Finn is Board Director of the GCIF’s first funded company, AquaBlue Group Inc., with plans underway to set up a land-based sea cucumber super hatchery and aquaculture sites in Thailand.

How can sea cucumber fish farming help the environment?

What we are seeing right now is sea cucumbers being over-fished, leading to some species being at risk. The problem with this is that demand, particularly in China, is high and yet the sea cucumber is a keystone species. What this means is that they filter the sediment and keep the waters clean; play an integral part in maintaining the delicate balance of marine ecosystems.

Is aquaculture a viable solution?

Absolutely. It can take the pressure off fisheries and, just in terms of the wider picture, the amount of seafood in the world’s seas and oceans is not sustainable. Before we know it all the big-fish species will have died-off and because of the pollution we create we will soon be dining on expensive fish and plastic.

Sustainable tourism sounds like an ideal. Does it appeal to businesses in the travel, tourism and hospitality industries?

Actually, there are many hotels and resorts who are following sustainability principles already, such as one of the first eco-resorts in Thailand, Tongsai Bay here in Koh Samui. Sustainability can cut costs for businesses and makes commercial sense. Now businesses need to extend this internal understanding of sustainability to the environments in which they operate.

However, there are also many who look only at the short-term rather than returns in the longer term. It is this myopic view that we want to challenge. It is within the interests of businesses, both in Thailand and abroad, to invest in for-profit projects that ultimately are going to create green benefits for the destinations that keep their businesses afloat.

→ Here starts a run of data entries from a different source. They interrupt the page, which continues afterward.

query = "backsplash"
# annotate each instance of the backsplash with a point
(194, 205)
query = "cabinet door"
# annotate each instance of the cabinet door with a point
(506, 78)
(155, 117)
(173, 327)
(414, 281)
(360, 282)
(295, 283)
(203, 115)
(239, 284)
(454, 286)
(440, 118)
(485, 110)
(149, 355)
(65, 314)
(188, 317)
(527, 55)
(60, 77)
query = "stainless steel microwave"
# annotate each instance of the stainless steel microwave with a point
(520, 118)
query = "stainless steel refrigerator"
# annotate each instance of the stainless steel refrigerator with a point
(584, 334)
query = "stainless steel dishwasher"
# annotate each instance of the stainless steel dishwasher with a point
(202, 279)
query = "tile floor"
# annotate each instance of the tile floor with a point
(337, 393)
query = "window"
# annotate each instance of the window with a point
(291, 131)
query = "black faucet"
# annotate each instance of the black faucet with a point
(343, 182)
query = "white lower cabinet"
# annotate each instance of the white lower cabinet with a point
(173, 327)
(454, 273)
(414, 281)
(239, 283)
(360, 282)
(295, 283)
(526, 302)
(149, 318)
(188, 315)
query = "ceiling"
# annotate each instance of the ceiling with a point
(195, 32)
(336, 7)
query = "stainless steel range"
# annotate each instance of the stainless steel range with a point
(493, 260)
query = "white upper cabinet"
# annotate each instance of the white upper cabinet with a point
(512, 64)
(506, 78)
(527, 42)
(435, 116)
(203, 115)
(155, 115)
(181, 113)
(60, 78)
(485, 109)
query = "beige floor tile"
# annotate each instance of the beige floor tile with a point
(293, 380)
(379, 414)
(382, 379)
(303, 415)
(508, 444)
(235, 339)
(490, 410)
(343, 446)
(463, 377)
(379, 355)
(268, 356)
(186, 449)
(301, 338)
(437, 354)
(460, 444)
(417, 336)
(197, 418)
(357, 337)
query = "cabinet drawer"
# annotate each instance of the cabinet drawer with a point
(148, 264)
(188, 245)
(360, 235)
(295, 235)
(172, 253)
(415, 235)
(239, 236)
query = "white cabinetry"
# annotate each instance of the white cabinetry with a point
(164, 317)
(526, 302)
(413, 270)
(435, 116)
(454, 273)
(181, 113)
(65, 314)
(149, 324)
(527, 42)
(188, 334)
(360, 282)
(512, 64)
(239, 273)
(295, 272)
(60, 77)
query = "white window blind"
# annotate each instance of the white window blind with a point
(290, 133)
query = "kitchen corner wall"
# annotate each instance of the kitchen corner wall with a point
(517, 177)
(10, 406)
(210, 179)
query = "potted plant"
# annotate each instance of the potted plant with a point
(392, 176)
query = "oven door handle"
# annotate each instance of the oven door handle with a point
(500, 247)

Is there an industry awareness that Thailand’s natural assets are at risk?

There should be. Around 1 in 11 jobs globally are connected with tourism and in Thailand this massive industry relies on preserving the value of the country’s natural assets. The fact that the Department of National Parks, Wildlife and Plants Conservation in Thailand has actually shut down dive sites in the South is a stark warning of a desperate reality. Reefs are dying. Tourism needs to be sustainable and who better to invest in that than the very companies who are making money from the 30 million plus tourists who visit Thailand every year.

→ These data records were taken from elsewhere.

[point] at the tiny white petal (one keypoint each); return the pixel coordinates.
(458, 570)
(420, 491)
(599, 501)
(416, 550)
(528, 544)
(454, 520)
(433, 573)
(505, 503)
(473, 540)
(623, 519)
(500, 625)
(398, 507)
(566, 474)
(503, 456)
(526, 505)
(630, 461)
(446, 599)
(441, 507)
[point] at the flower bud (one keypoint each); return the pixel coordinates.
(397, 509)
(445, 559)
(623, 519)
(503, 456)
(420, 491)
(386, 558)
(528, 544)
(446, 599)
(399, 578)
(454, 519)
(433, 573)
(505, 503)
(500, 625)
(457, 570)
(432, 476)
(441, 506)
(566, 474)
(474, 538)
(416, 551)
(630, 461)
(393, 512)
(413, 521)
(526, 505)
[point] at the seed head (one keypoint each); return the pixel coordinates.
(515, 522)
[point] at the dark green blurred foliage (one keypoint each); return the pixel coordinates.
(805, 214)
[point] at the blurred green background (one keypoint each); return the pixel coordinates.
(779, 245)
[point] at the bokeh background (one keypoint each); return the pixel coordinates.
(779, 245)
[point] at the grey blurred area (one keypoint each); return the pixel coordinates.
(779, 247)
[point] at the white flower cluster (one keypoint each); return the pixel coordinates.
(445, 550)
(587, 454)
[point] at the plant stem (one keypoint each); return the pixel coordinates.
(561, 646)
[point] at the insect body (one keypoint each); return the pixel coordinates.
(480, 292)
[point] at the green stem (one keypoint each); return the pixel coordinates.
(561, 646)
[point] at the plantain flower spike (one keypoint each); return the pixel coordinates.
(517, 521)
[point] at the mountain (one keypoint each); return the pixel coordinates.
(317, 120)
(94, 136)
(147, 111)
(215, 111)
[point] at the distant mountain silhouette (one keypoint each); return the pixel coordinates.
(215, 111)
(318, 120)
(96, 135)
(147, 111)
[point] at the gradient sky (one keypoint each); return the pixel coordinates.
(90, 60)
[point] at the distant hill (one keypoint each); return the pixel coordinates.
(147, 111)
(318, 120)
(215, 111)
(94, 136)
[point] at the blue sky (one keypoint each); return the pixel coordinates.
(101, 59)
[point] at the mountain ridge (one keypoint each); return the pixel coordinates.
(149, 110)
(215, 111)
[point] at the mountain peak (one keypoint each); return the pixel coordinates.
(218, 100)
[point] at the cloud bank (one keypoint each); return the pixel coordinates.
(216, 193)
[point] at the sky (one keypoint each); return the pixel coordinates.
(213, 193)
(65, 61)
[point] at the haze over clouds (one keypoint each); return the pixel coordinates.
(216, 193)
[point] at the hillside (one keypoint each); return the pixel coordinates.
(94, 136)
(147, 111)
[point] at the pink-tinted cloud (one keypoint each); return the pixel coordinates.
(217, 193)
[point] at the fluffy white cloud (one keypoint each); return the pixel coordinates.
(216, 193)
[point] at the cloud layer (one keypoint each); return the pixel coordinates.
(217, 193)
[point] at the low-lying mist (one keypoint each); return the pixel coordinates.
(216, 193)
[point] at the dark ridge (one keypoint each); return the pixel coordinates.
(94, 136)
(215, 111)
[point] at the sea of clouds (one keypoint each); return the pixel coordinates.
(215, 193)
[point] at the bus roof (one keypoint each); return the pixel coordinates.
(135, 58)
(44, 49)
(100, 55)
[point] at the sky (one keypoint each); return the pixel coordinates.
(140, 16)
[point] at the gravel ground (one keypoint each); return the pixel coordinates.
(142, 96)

Part of the GCIF strategy is to invest in impactful businesses and also use some of the profits to fund non-profit conservation. Is this a way of integrating profit-driven ventures and non-profit-driven environmental projects? Yes, exactly. So, if we take sea cucumber aquaculture, the very nature of the business is beneficial. On top of this, initiatives that are not focused on the bottom line can benefit, such as rear-and-release programs.

I think we need to take a holistic approach to environmentalism and our business plan is also all-encompassing. We are encouraging start-ups through our GoGreen Incubation Center (GIC). We can then select some of these innovative businesses to benefit from impact funding; creating a circular solution.

How important is environmental business innovation?

Vital. Southeast Asia is renowned for being inventive and innovative. The fact is though, new ideas need hard cash to take flight. I like to think that we are in the business of making environmental dreams come true. Yes, that’s a good way to put it!